Речь шла уже не о подглядывании за девицами. Фраза из воспоминаний Соловьева об «устроении пришествия антихриста для других классов населения» приобретает менее смешной и более глумливый оттенок.
Величко вспоминает:
«После вечера, проведённого в горячих рассуждениях с единомышленными товарищами, Соловьёв сорвал со стены своей комнаты и выкинул в сад образа (454), бывшие свидетелями стольких жарких детских его молитв».
Это уже не шуточки. Подрастал гадёныш. Отсюда уже не так далеко до товарища Ягоды, который тоже в польско-еврейском запале, голый, козлоподобный, стрелял в бане по ликам святых. Соловьёв писал, что в то время позитивно крошил бритвой пиявок. Уж не на иконах ли и крошил?

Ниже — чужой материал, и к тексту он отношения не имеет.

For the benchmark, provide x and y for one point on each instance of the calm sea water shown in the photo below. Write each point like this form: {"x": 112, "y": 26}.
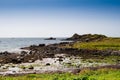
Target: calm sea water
{"x": 14, "y": 44}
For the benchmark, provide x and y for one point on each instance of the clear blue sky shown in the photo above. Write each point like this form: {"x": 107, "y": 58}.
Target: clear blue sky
{"x": 59, "y": 18}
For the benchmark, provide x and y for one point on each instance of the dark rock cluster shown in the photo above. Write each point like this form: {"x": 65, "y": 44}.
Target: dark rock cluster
{"x": 49, "y": 51}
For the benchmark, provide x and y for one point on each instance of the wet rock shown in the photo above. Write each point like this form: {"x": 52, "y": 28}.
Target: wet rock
{"x": 87, "y": 37}
{"x": 41, "y": 45}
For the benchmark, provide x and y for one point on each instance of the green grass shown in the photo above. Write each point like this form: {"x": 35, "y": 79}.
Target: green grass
{"x": 108, "y": 43}
{"x": 100, "y": 74}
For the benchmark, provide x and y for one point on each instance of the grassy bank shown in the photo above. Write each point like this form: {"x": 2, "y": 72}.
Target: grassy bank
{"x": 108, "y": 43}
{"x": 100, "y": 74}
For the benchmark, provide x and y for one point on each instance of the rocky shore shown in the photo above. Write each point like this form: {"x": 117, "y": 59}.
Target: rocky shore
{"x": 57, "y": 57}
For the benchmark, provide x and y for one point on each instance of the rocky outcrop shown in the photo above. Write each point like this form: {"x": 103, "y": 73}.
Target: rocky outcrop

Даже лояльнейший Мочульский вынужден заметить:
«В безбожии Соловьёва было исступление. Он глумился над святынями с болезненным упоением, с кем-то боролся, на кого-то восставал, кому-то мстил».
Конечно, никакого «антитезиса» тут нет. Балованный, капризный ребёнок вполне логично в конце концов зарывается, переступает черту дозволенного. Нет, разумеется, и последующего «синтеза». Переход Соловьёва к оккультизму вполне естественен и закономерен опять-таки уже на чисто психологическом уровне.
Вообще, вот Евгений Трубецкой пишет:
«Неудивительно, что вся философия Соловьёва представлялась большинству его современников сплошным чудачеством; и это тем более, что он, с его редким чутьём к пошлости всего ходячего, общепринятого, обладал в необычайной степени духом противоречия».